I'm looking at the pKa of an acid, and I've done all the calculations, but I'm a little uncertain as to how to calculate the uncertainties for log and pH. Is there any chance any one could help or point me in a direction with information on it?

For example, I just picked an arbitrary value...

pH = 1.23 (+/- 0.05) --> How would I calculate a percentage uncertainty for this?

pKa = -log(1.23x10^-6) = 13.6 --> How would I calculate a percentage uncertainty for this?

Any help is appreciated!

[x___x]

calculating the percentage uncertainty is quite easy, no need to worry.

here is how it's done:

you take the absolute uncertainty value over the value of the pH then multiply the result by 100 to get the percentage, like this: (0.05 ÷ 1.23) × 100 = 4.065 (4 s.f.).

To calculate the percentage uncertainty for the second one is not necessary (not sure though).

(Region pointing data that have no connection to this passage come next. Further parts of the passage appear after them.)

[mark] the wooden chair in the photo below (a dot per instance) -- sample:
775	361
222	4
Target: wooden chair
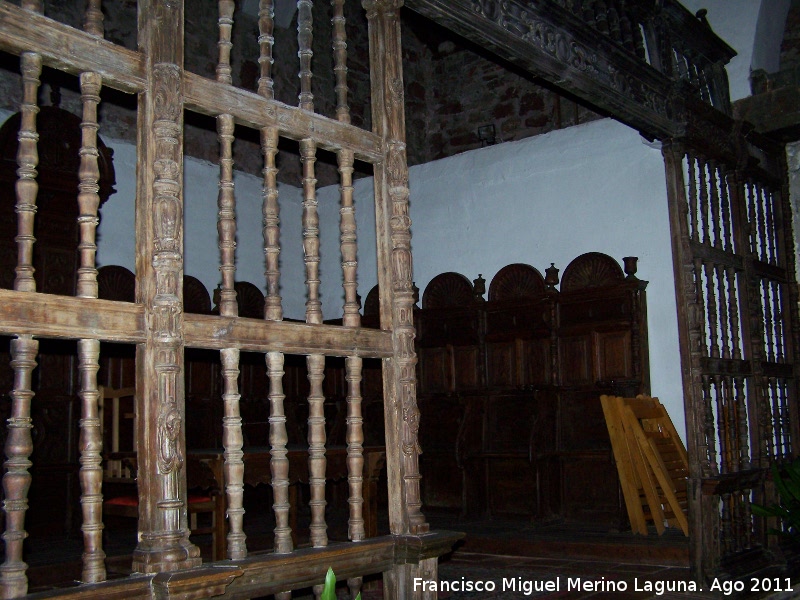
120	469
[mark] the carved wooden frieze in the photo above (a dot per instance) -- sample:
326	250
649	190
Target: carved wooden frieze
549	41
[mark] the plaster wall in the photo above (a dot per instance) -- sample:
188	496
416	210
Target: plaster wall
753	28
597	187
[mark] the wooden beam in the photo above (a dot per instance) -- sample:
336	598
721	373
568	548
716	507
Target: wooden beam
267	574
70	50
51	316
204	331
48	315
548	42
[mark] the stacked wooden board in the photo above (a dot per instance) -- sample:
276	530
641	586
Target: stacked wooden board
651	461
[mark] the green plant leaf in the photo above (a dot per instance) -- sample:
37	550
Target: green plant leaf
329	591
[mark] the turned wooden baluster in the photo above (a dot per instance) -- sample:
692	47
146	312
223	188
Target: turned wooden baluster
732	425
714	203
693	209
704	224
724	302
709	441
17	477
751	217
273	311
232	438
725	206
279	463
777	299
316	363
91	438
769	325
232	441
777	417
351	316
304	39
722	432
395	268
769	226
19	442
711	310
27	160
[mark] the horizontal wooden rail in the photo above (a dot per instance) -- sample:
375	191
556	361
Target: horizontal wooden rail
70	50
51	316
206	331
213	98
265	574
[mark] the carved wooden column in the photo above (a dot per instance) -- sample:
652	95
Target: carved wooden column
703	509
397	294
163	531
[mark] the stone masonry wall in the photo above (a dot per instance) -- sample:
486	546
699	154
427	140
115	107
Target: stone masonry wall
452	87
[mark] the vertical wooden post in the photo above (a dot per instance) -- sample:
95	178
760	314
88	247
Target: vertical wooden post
393	224
703	509
163	529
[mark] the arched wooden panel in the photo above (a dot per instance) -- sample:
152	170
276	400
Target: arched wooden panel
590	270
516	281
448	290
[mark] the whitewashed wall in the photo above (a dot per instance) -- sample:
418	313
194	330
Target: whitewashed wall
596	187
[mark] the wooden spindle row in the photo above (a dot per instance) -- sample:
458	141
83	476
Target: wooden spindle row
710	215
24	348
764	226
727	423
717	293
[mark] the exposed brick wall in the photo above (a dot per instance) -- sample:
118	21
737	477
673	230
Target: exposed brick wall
452	87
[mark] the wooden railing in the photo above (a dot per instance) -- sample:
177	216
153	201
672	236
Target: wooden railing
157	324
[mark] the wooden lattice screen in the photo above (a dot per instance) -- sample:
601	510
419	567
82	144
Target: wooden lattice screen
735	283
158	326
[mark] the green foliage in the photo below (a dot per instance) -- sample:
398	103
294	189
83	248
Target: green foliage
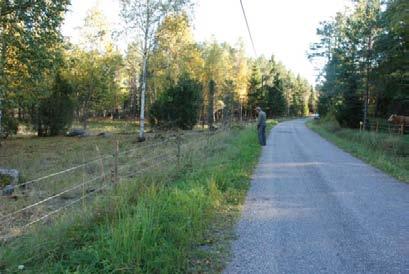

Because you calculate pKa with this formula (pKa = -log(Ka)), and since Ka is the acid dissociation constant (meaning that its value doesn't change for a certain acid), the value then can be taken as a literature value, and the errors in those are not required to be propagated. What you have to do is find the ka of the acid you're using, and then just plug it into the equation of the pKa, don't worry about the uncertainty.

Or am i getting things wrong?

[missbrokensmile]

For the log uncertainty, I was searching around, and on this PDF file, on page 28: http://www.cc.ysu.edu/~jeclymer/Uncertainty%20Tutorial.pdf, they have a calculus derived equation (I think?). I kind of understand it (a little anyway), but not enough to make it so I can manipulate it to fit my equation. Any help in that area?

Also, since log/pKa and pH are related, I thought that since there was that complex looking method to do it (on that PDF file), the pH uncertainty would be found using the same method.

Also, wouldn't the method of finding uncertainty for pH and log/pKa be a little different than just (0.05 ÷ 1.23) × 100 = 4.065 (4 s.f.) since it's based on a logarithmic 10-fold scale, as opposed to a scale like mL or cm, where it's linear? Correct me if I'm wrong, but that's the impression I have at the moment.

Edited June 24, 2010 by missbrokensmile

[Tilia]

Also, wouldn't the method of finding uncertainty for pH and log/pKa be a little different than just (0.05 ÷ 1.23) × 100 = 4.065 (4 s.f.) since it's based on a logarithmic 10-fold scale, as opposed to a scale like mL or cm, where it's linear? Correct me if I'm wrong, but that's the impression I have at the moment.

Not sure that matters. It should be done as you usually do, but I can't guarantee that I'm correct...